Senior Software Engineer / Site Reliability Engineer (SRE) – Observability & Platform Engineering
About this role
Senior Software Engineer / Site Reliability Engineer (SRE) – Observability & Platform Engineering1Must-Have Skills (Required)
Core Engineering & Platform Skills
• Strong proficiency in at least one of the following: Python, JavaScript (Node.js), or Java
• Hands-on experience with API integrations (designing, consuming, and integrating APIs)
• Strong experience working in Kubernetes environments, including deployment, operations, and monitoring
Observability & Monitoring
• Experience with DataDog (preferred) or similar tools such as Prometheus, Grafana
• Ability to configure dashboards, alerts, and APM (tracing, metrics, logging)
• Experience monitoring containerized and microservices architectures
Cloud & Infrastructure
• Hands-on experience with AWS
• Experience integrating observability tools into cloud environments
SRE & Operations
• Experience with CI/CD integrations for observability (e.g., DataDog in pipelines)
• Ability to automate monitoring and operational tasks using scripting (Python preferred)
Strongly Preferred Skills
• Experience owning and operating an internal engineering platform
• Deep experience with observability platforms
• Demonstrated ownership of reliability, scalability, and performance
• Proven ability to proactively lead maintenance efforts and platform improvements
• Experience installing and configuring DataDog agents and integrations
• Experience managing API keys and secure configurations
• Experience managing user roles and access controls within observability platforms
Nice-to-Have Skills (Preferred)
• Familiarity with Go (Golang)
• Experience with additional observability tools such as New Relic, Dynatrace, Elastic, or Splunk Observability
Description
Project Overview:
We are seeking a Senior Software Engineer / SRE with an Observability focus to support platform reliability, monitoring, and modernization initiatives.

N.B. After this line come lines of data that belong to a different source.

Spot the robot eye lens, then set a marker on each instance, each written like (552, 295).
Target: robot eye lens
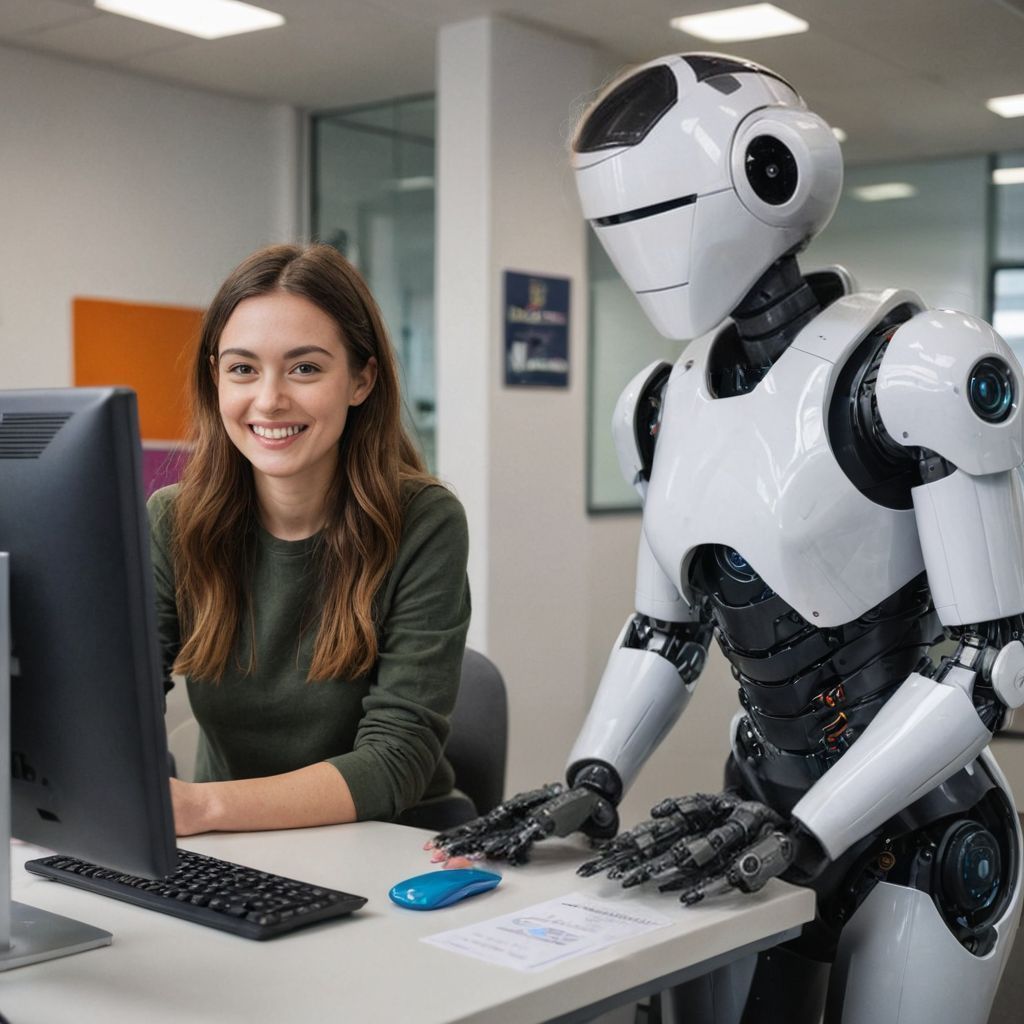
(990, 390)
(771, 170)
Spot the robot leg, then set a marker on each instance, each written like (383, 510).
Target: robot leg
(899, 961)
(776, 986)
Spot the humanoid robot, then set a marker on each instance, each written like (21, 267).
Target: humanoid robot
(830, 485)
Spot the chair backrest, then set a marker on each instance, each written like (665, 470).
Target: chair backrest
(478, 742)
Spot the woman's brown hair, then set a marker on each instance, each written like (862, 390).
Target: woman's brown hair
(215, 514)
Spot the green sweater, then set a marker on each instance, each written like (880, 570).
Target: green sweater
(385, 731)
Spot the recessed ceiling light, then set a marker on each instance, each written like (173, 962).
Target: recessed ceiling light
(1007, 107)
(885, 190)
(206, 18)
(759, 20)
(1008, 176)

This role blends software engineering (60–70%) with site reliability engineering (30–40%), with a strong emphasis on Kubernetes and observability platforms.
Key Responsibilities
• Support platform reliability, monitoring, and modernization initiatives
• Provide operational and training support for DataDog, the Observability Platform for R&D
• Enhance observability, reliability, and performance across engineering platforms
• Drive automation and operational excellence for monitoring and alerting frameworks
• Support Kubernetes-based platform operations and monitoring integrations
Timezone Coverage
• PST Coverage Required